Przynajmniej do 26 kwietnia przyjdzie nam poczekać na piłkarskie rozgrywki w Polsce – taką decyzję podjął Polski Związek Piłki Nożnej. Jak z przerwą w treningach i ligowych zmaganiach radzi sobie Maciej Kona?
– Oglądam bardzo dużo filmów. W międzyczasie nadrabiam również zaległości w serialach. Wieczorami siadam do konsoli. Poza typową rozrywką robię dwa treningi w ciągu dnia, czyli bieganie plus siłownia. Zależy mi, żeby przez cały czas być dobrze przygotowanym. Dni teraz mijają szybko – opowiada Maciej Kona.
Plan treningowy dla naszych piłkarzy przygotowany został przez sztab szkoleniowy, z którym zawodnicy są w stałym kontakcie.

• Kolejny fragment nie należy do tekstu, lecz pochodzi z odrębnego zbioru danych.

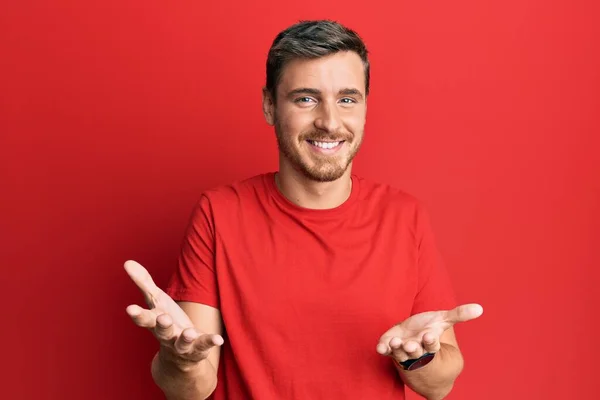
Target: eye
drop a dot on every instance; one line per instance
(303, 100)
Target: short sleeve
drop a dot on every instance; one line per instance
(194, 278)
(435, 290)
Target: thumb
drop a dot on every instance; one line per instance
(463, 313)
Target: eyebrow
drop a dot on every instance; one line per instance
(316, 92)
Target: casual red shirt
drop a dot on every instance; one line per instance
(306, 294)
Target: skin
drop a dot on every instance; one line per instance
(318, 100)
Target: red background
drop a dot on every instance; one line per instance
(114, 116)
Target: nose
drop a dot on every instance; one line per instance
(328, 119)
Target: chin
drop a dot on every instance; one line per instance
(324, 174)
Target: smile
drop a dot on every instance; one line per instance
(326, 145)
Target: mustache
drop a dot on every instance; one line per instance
(320, 137)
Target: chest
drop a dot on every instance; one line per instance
(345, 272)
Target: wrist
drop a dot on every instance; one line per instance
(170, 363)
(415, 363)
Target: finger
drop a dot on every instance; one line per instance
(185, 342)
(400, 355)
(463, 313)
(141, 277)
(413, 349)
(431, 343)
(141, 317)
(383, 347)
(165, 329)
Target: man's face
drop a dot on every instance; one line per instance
(320, 113)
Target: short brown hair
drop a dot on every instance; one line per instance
(312, 39)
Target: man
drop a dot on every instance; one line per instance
(308, 283)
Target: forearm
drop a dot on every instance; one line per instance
(184, 383)
(435, 380)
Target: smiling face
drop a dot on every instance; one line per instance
(319, 114)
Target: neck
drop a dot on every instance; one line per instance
(308, 193)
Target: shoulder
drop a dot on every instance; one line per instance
(235, 194)
(387, 196)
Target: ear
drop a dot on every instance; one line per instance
(268, 107)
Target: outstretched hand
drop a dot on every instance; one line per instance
(420, 333)
(183, 344)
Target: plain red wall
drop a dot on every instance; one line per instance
(115, 115)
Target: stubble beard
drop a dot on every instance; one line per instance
(322, 168)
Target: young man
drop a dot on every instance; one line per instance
(311, 282)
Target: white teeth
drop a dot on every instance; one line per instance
(325, 145)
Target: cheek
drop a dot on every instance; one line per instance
(292, 124)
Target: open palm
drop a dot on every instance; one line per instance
(421, 332)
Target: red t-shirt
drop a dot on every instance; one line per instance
(306, 294)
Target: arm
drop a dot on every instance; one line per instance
(194, 380)
(435, 380)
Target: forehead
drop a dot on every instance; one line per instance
(330, 73)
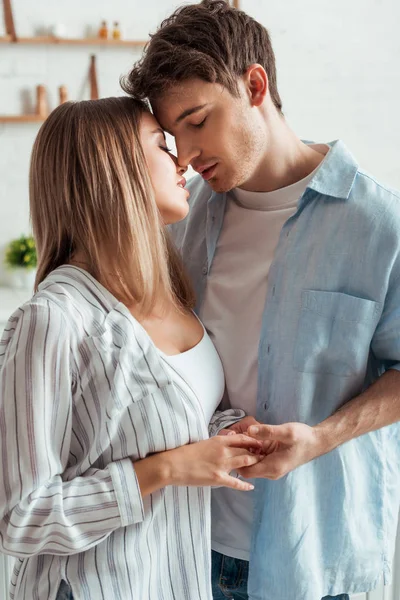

– Przesyłamy raporty z treningów indywidualnych na maila do trenera. Mamy rozpiski, które pomogą nam zachować kondycję, nad którą pracowaliśmy w zimie – dodaje pomocnik „Biało-zielonych”.
Podobnie jak w przypadku Sebastiana Kamińskiego – doniesienia o rosnącej liczbie stwierdzonych przypadków zakażeniem koronawirusa docierają zewsząd. Ciężko się dzisiaj od nich odseparować.
– Czytam najnowsze doniesienia, a jak zapomnę, to przypomni mi o nich moja dziewczyna. Uważam, że zdecydowana większość osób podeszła do tego problemu z pełną świadomością. Mam nadzieję, że liczba zakażeń z dnia na dzień będzie – dzięki przestrzeganiu kwarantanny – maleć – twierdzi Maciej.
Dzisiaj wiadomo już, że rozgrywki Fortuna 1 Liga wznowione mają zostać 26 kwietnia. To termin odleglejszy, niż wszyscy się tego spodziewali. Wcześniej pod uwagę brano rozgrywanie spotkań bez udziału kibiców. Po protestach niektórych drugoligowych drużyn, podjętą decyzję o zawieszeniu wszystkich rozgrywek w Polsce.
– Ta decyzja była w mojej ocenie jedyną słuszną. Nie było innej opcji. Musimy unikać zbiorowisk ludzi. A takim z pewnością byłoby cykliczne spotkanie się na wspólnym treningu, czy też meczu. Zróbmy coś dobrego dla siebie. Zostańmy przez ten czas w domach – kończy Maciej Kona.